At Jamaica Bay Wildlife Refuge the EARED GREBE continues off the Broad Channel community with the EURASIAN WIGEON still on the mostly frozen East Pond on Tuesday. Another SNOWY OWL was at Atlantic Beach on Monday. The LESSER BLACK-BACKED GULL remains by the Silver Gull Club at the western end of Fort Tilden and 2 RED-NECKED GREBES and a GLAUCOUS GULL were off Coney Island on Tuesday.

Single GREATER WHITE-FRONTED GEESE have been noted recently at Gerry Park off Northern Boulevard in Roslyn and last Sunday at the Hauppauge High School off Lincoln Boulevard.

The MOUNTAIN BLUEBIRD was still in Calverton last weekend using fencing in fields east of Hulse Landing Road reached by walking east along the power line seen north of Route 25A. Also watch the Route 25A snow fence.

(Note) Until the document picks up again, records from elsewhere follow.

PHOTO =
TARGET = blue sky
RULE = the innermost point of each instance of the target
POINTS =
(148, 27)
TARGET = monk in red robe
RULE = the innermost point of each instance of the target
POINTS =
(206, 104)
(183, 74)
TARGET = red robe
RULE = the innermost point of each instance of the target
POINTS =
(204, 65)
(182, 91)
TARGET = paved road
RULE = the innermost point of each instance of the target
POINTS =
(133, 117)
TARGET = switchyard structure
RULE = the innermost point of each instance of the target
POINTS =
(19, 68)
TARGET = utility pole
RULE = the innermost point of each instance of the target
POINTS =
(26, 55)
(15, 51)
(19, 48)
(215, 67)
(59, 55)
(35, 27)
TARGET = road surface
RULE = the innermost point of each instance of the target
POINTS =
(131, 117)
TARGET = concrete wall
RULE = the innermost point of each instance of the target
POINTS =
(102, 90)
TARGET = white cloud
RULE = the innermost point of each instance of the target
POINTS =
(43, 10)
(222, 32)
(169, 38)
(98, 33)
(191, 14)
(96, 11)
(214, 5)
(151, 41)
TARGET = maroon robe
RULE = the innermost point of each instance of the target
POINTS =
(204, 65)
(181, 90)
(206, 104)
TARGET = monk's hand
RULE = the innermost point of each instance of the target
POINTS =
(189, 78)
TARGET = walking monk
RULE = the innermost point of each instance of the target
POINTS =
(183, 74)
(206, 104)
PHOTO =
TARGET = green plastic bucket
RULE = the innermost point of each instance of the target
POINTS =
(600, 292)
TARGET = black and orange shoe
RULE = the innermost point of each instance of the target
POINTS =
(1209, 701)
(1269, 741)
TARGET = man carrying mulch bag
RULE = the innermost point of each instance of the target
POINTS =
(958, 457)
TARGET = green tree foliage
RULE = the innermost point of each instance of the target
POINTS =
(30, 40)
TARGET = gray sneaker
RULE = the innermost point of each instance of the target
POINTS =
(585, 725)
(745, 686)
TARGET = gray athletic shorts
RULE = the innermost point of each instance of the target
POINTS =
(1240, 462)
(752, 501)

Continuing east the BARNACLE GOOSE was still with Canadas Sunday on the Eastport Pond on the north side of Route 27A (Montauk Highway) on the east side of Eastport and it's also been seen in fields around the intersections of Route 27 and Route 51 a little northwest of the pond.

Last Saturday there were 2 GREATER WHITE-FRONTED GEESE and a CACKLING GOOSE on Short's Pond off Scuttlehole Road north of Watermill, another White-front along Daniel's Lane in Sagaponack and an ICELAND GULL at Hook Pond in East Hampton. Two COMMON RAVENS were at the Hampton Bays water tower Sunday. An ICELAND GULL and a LESSER BLACK-BACKED GULL continue at Iron Pier Park at the end of Pier Road in Northville and a CACKLING GOOSE was reported from Marratooka Lake in Mattituck Monday.

To phone in reports on Long Island, call Tony Lauro at (631) 734-4126, or weekdays call Tom Burke at (212) 372-1483.

This service is sponsored by the Linnaean Society of New York and the National Audubon Society. Thank you for calling.